Badak LNG also collaborates with other universities and tertiary educational institutions, including the following:

- Brawijaya University for education about enterprise resource planning and research development in digitalization of gas refineries
- Gadjah Mada University for education about natural gas
- Bandung Institute of Technology for master's programs in mechanical engineering and business management
- Samarinda State Polytechnic for middle-class cooperation expertise

== Developing technologies ==
Badak LNG has developed many technologies related to natural gas. Through the Division of Corporate Strategic Planning and Business Development (CSP&BD), the company shares this expertise through training, assistance to field operators, refinery "start-up" assistance, and technical assistance for domestic and international clients. Badak LNG's domestic clients include: Pertamina Gas; Pertamina Gas Niaga; Tangguh LNG; and Donggi-Senoro LNG. International clients include: Angola LNG, Angola; Cameroon LNG, Cameroon; Mozambique LNG, Mozambique; Yemen LNG, Yemen; Mitsui Chemicals, Japan; Chiyoda, Japan; and Dominion Cove Point LNG, Maryland, United States.

== Labor unions ==
There are three labor unions (SPs) in PT Badak NGL—SP-FPLB; SP-LNG; and SP-BLB—as well as the Non-SP union.

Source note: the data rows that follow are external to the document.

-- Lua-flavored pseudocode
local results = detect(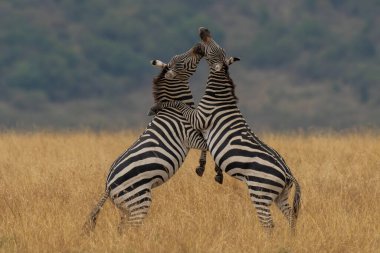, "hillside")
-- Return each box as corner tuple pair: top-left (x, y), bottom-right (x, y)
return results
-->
(0, 0), (380, 130)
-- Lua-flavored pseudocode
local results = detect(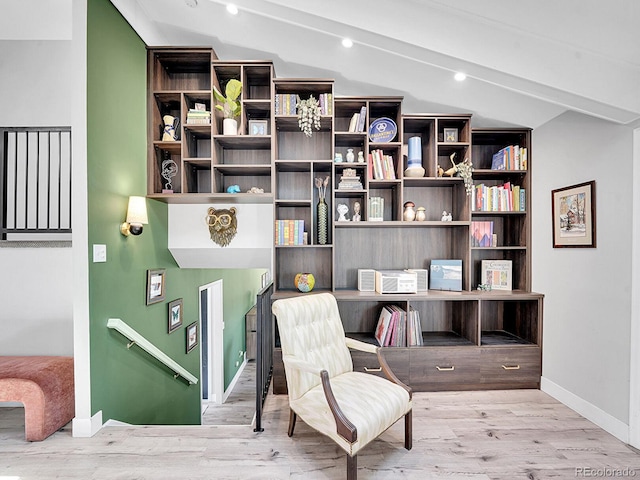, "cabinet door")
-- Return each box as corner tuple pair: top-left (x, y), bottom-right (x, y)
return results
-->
(409, 347), (480, 392)
(351, 348), (409, 385)
(480, 347), (542, 389)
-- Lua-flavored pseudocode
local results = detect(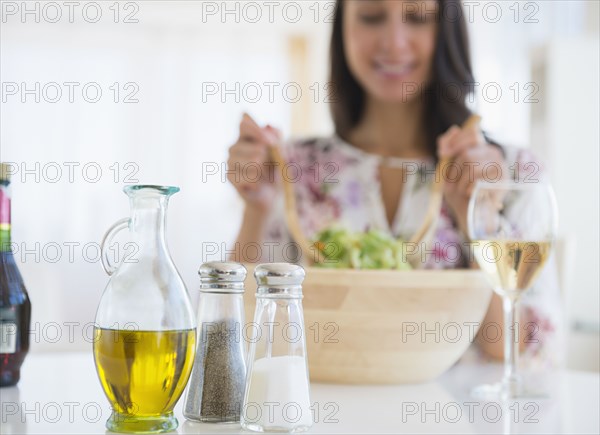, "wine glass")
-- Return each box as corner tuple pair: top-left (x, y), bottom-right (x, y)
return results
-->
(468, 181), (557, 399)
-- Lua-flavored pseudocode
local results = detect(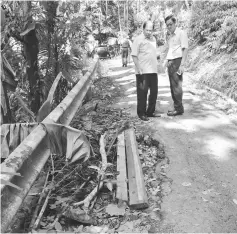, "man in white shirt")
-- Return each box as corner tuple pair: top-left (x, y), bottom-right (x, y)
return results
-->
(131, 21), (160, 121)
(164, 15), (188, 116)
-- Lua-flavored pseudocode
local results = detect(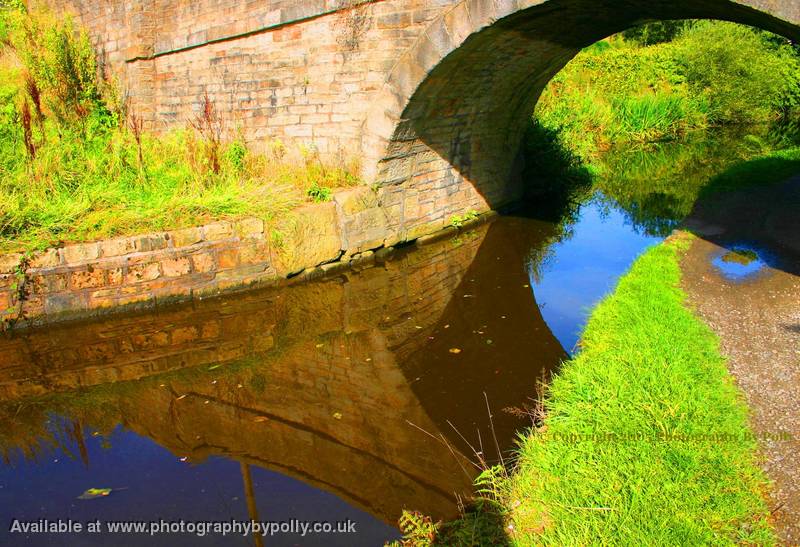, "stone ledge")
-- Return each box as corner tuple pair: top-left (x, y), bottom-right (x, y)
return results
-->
(0, 186), (490, 328)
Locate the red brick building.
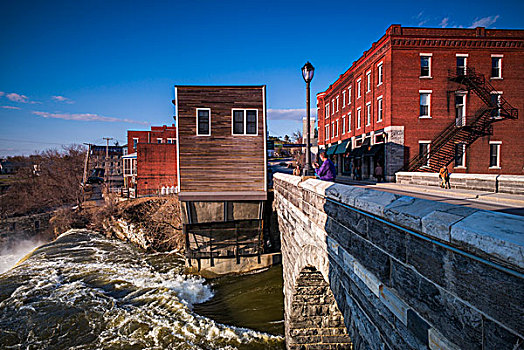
[123,124,177,196]
[317,25,524,180]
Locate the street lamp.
[302,61,315,176]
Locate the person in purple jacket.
[314,151,337,181]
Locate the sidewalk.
[336,177,524,208]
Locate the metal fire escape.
[405,67,518,172]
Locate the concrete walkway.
[337,176,524,216]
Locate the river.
[0,230,285,350]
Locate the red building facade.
[124,124,177,196]
[317,25,524,180]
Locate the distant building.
[123,124,177,196]
[317,25,524,180]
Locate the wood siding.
[175,86,266,200]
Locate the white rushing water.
[0,239,46,274]
[0,230,283,349]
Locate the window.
[455,143,466,168]
[419,90,431,118]
[377,96,384,122]
[232,109,258,135]
[418,141,431,166]
[377,62,384,86]
[457,54,468,75]
[489,141,501,169]
[491,91,502,118]
[196,108,211,136]
[455,93,466,126]
[366,102,371,126]
[420,53,431,78]
[491,55,502,78]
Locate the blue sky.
[0,0,524,156]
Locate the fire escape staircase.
[405,67,518,172]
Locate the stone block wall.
[274,174,524,350]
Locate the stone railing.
[274,174,524,350]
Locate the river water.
[0,230,284,350]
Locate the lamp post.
[302,61,315,176]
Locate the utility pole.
[82,143,91,201]
[104,137,113,192]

SP-FPLB is the dominant SP in PT Badak NGL, having more than 80% of the company's employees as members. It is registered as an SP with the Ministry of Manpower, the official compiler of the Collective Labor Agreement (PKB), together with PT Badak NGL.

SP-LNG is an opposition SP to the SP-FPLB.

SP-BLB is the newest labor union, formed in 2018 and also registered with the Ministry of Manpower.

Non-SP is a group of employees who are not members of any of the other three SPs. Non-SP is also recognized by PT Badak NGL, and there are Non-SP group leaders.